While Lilly and Izzy were off playing, it gave me and Jamie the opportunity to secretly play mental Beach Blanket Bingo while we were lounging there together. Let's just say we ended up saying "check!" to almost all of the squares! ;)
As I was leisurely people-watching, I was a lucky witness to an amusing occurrence. Just several yards away from us was a lady, probably in her 50s, reclining back slightly in a beach lounge chair, reading a magazine. In the very instant that my eyes were scanning past her, she just so happened to sit up and began to re-adjust herself in her chair slightly. The moment that she sat up all the way, it caught my eye. I immediately told Jamie to "LOOK LOOK LOOK! ON THAT LADY'S BACK!" and we both quietly snickered about it together.
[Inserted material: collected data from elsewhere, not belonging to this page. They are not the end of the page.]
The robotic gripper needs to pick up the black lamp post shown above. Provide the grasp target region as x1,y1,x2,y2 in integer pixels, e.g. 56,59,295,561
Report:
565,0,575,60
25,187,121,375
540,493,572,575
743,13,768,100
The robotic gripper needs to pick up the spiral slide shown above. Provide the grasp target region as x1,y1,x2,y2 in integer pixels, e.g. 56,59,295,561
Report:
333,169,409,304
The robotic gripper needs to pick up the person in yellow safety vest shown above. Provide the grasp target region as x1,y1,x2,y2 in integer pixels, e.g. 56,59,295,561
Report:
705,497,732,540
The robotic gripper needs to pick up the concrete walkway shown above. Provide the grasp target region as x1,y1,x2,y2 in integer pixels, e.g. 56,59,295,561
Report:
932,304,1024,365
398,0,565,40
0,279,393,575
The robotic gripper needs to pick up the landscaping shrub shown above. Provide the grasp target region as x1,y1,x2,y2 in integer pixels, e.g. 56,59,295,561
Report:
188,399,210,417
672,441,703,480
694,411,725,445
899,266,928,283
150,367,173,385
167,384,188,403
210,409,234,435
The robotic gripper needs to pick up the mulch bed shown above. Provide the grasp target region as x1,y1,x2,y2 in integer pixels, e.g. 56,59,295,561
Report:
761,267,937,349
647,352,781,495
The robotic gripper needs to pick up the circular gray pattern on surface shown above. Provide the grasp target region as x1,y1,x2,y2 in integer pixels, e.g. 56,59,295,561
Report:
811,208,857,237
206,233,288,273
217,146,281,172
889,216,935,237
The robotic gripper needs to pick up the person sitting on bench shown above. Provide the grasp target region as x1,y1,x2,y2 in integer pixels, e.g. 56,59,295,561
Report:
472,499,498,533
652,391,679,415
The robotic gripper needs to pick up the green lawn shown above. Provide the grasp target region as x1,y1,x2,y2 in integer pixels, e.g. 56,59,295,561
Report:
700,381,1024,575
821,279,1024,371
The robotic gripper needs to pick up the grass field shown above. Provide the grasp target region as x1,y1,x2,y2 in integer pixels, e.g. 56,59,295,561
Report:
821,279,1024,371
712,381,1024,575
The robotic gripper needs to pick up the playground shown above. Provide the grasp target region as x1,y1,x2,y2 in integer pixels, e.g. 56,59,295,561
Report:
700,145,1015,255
Remember that the lady had been reading a magazine. Well, somehow whenever she originally sat down in her beach chair, one of those pesky magazine subscription cards that invariably come snowing out happened to drop out of her magazine and land low on the back of her beach chair, close to where you would sit. And she obviously was completely unaware that it had happened. So when the lady rose up, the magazine subscription card was firmly adhered to her lower back. It looked kind of like this:
The lady had no idea that the card was stuck back there for, like, at least 20 seconds, before she finally must have felt something going awry in her backyard, checked back there with her hand, discovered the large foreign object, and discreetly peeled it off. It was hilarious! It's like something that would happen to me (and probably will eventually)!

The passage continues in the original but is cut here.